Metadata-Version: 2.1
Name: rosinenpicker
Version: 0.1.1
Summary: A package for picking the juciest text morsels out of a pile of documents.
Project-URL: Homepage, https://github.com/joheli/rosinenpicker
Project-URL: Issues, https://github.com/joheli/rosinenpicker/issues
Author-email: Johannes Elias <joheli@gmx.net>
License-File: LICENSE
Classifier: Development Status :: 2 - Pre-Alpha
Classifier: Environment :: Console
Classifier: License :: OSI Approved :: MIT License
Classifier: Operating System :: OS Independent
Classifier: Programming Language :: Python :: 3
Requires-Python: >=3.11
Requires-Dist: pandas>=2.2.0
Requires-Dist: pydantic>=2.6.1
Requires-Dist: pymupdf>=1.23.22
Requires-Dist: pyyaml>=6.0.1
Requires-Dist: sqlalchemy>=2.0.27
Description-Content-Type: text/markdown

# rosinenpicker

![Python Packaging](https://github.com/joheli/rosinenpicker/workflows/Packaging/badge.svg) ![PyPI](https://img.shields.io/pypi/v/rosinenpicker?label=PyPI) ![PyPI - Downloads](https://img.shields.io/pypi/dm/rosinenpicker)

[Deutsch](README_DE.md)

# Manual

Welcome to `rosinenpicker`! This tool is like a magical sieve that helps you find golden nuggets (or "Rosinen") of information within a mountain of documents. It's designed for anyone who needs to extract specific pieces of information without diving deep into the technicalities.

## Understanding Key Terms

- **Command Line**: A text-based interface to operate your computer. Imagine telling your computer exactly what to do by typing in commands.
- **YAML**: A simple configuration file format used by `rosinenpicker` to understand your instructions. It's easy to read and write.
- **Arguments**: Special instructions you provide to `rosinenpicker` when you start it, telling it where to find its instructions (YAML file) and where to store its findings.

## Getting Started

1. **Installation**: First, let's bring `rosinenpicker` to your computer.
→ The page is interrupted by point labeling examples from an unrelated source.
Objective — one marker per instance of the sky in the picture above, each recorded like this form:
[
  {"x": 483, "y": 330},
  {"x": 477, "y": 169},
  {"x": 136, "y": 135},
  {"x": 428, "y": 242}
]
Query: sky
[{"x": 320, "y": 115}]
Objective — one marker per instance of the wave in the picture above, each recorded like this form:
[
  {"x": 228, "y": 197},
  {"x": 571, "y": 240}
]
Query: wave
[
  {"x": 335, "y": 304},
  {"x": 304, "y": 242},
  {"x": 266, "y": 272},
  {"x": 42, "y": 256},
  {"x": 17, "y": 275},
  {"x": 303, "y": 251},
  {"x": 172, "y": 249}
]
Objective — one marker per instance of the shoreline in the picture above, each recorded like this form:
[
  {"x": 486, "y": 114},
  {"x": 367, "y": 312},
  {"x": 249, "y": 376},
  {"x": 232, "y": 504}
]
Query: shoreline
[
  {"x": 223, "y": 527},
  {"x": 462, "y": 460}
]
Open your command line and type:

   ```
   pip install rosinenpicker
   ```

2. **Running the Program**: To launch `rosinenpicker`, enter the following:

   ```
   rosinenpicker -c path/to/your_config.yml -d path/to/your_database.db
   ```

   Replace `path/to/your_config.yml` with the actual path to your configuration file, and `path/to/your_database.db` with where you'd like to save the findings. (If not specified, the configuration and database files are assumed to be `config.yml` and `matches.db` in your current directory; also, the database is automatically created if it is not present on your system.)

## Creating Your YAML Configuration

Here's a sample configuration to guide `rosinenpicker`:

```yaml
title: 'My Document Search'
strategies:
  strategy1:
    processed_directory: '/path/to/documents'
    file_name_pattern: '.*\.pdf'
    file_format: 'pdf'
    terms:
      term1: 'apple pie'
    export_format: 'csv'
    export_path: '/path/to/export.csv'
```

This tells `rosinenpicker` to look in `/path/to/documents` for PDF files containing "apple pie" and save results in a CSV file at `/path/to/export.csv`. Fur further information, check out the [sample configuration file](configs/config.yml) in this repository - the file contains additional comments you may find useful.

## Using `rosinenpicker`

With your `config.yml` ready, go back to the command line and run `rosinenpicker` with the `-c` and `-d` arguments as shown above.

## Help and Options

For a list of commands and options, type:

```
rosinenpicker -h
```

This command displays all you need to know to navigate `rosinenpicker`.

## Conclusion

You're all set to explore and extract valuable information with `rosinenpicker`. Happy information hunting!